Starting this year, the NCAA requires all students in division 1 sports to be screened for sickle cell trait. The mandate stems from a lawsuit over the 2006 post-practice death of Dale Lloyd II, a Rice freshman football player who was a carrier for sickle cell. In what might be a move to prevent future law suits, the NCAA could be inadvertently setting the stage for genetic profiling and discrimination.
According to the policy, officials will monitor and condition carriers more carefully than other students, ensuring that carriers won't overexert themselves. In essence, carriers will be singled out, which can lead to stigmatization and possible loss of future employment. How will screening results be kept private? It will be easy enough for professional scouts to see who is receiving special treatment during practices and games.

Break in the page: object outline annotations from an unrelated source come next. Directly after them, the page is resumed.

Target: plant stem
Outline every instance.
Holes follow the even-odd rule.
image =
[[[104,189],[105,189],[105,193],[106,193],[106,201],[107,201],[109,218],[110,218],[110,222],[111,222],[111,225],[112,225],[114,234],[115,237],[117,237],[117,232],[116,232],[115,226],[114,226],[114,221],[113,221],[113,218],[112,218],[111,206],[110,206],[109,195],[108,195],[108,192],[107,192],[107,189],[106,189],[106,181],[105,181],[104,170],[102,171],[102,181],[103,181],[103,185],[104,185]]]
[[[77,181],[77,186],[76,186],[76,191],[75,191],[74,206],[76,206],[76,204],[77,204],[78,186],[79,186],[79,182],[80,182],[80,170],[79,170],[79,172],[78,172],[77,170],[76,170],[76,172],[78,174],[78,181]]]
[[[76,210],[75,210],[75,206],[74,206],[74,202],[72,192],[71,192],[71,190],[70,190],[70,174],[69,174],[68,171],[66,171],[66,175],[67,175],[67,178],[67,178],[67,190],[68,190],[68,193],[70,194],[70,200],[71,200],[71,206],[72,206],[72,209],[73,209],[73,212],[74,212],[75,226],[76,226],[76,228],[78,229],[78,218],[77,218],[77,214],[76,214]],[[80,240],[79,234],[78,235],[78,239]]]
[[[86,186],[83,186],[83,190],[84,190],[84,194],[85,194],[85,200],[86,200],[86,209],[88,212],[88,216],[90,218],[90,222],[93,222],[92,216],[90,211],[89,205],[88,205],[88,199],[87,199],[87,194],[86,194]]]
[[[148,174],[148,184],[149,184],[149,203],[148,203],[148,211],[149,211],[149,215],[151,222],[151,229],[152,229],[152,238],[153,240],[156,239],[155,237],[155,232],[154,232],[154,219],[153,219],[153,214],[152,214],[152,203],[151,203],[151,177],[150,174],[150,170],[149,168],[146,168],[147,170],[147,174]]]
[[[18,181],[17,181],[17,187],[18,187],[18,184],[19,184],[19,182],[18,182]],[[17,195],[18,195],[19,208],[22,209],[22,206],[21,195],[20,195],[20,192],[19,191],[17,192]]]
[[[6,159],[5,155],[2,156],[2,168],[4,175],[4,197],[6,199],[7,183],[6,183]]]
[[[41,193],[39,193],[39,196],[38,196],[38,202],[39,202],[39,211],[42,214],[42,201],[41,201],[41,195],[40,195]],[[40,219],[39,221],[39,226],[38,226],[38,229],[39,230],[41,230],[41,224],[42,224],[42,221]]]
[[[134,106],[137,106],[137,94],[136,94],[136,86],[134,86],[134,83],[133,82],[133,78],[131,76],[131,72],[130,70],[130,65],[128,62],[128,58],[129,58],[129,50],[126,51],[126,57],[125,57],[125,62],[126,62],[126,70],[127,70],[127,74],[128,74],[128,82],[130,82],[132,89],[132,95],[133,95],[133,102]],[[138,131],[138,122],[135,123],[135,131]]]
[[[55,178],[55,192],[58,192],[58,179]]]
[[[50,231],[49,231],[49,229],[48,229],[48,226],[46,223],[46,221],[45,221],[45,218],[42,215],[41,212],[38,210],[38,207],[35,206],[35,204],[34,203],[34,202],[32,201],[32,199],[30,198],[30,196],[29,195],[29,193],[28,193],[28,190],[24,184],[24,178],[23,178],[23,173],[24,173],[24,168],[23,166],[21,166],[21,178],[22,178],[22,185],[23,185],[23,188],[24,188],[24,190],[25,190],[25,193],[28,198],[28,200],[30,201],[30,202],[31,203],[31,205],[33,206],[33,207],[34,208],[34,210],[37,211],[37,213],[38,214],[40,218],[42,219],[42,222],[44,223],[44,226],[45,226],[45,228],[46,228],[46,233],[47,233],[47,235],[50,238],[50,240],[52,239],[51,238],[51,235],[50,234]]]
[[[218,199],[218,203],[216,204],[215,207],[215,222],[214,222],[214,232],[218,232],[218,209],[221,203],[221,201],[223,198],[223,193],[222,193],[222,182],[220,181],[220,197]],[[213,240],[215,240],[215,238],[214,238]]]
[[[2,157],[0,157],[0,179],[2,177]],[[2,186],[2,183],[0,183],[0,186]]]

There's no reason to isolate sickle cell carriers with different conditioning, when a general improvement on training practices will help everyone (something the military has already learned). All athletes can benefit from better care, such as more hydration and rest in a sweltering day. The NCAA does provide an option to decline screening with a waiver of liability. However, students could still suffer for refusing the test, like receive negative attention from peers, athletic officials and coaches.

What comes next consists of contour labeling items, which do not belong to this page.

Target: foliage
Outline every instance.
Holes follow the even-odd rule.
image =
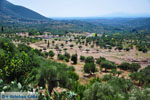
[[[94,63],[94,58],[92,56],[87,57],[85,63]]]
[[[96,65],[94,63],[85,63],[84,72],[85,73],[94,73],[96,71]]]
[[[105,71],[107,71],[107,69],[115,69],[116,68],[116,65],[110,61],[102,61],[100,66],[102,68],[105,68]]]
[[[77,61],[78,61],[78,55],[77,55],[77,54],[72,55],[71,61],[73,61],[73,64],[77,64]]]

Being a carrier of sickle cell trait is not the same as actually having sickle cell anemia. Many carriers live out their lives without incident, so NCAA's mandate could be disproportional to genuine risk. There are also many other factors that put players at risk of death from overexertion. When genetic testing becomes more sophisticated, should the NCAA mandate screening for cardiac arrhythmia and other risk factors, as well? Where would we draw the line?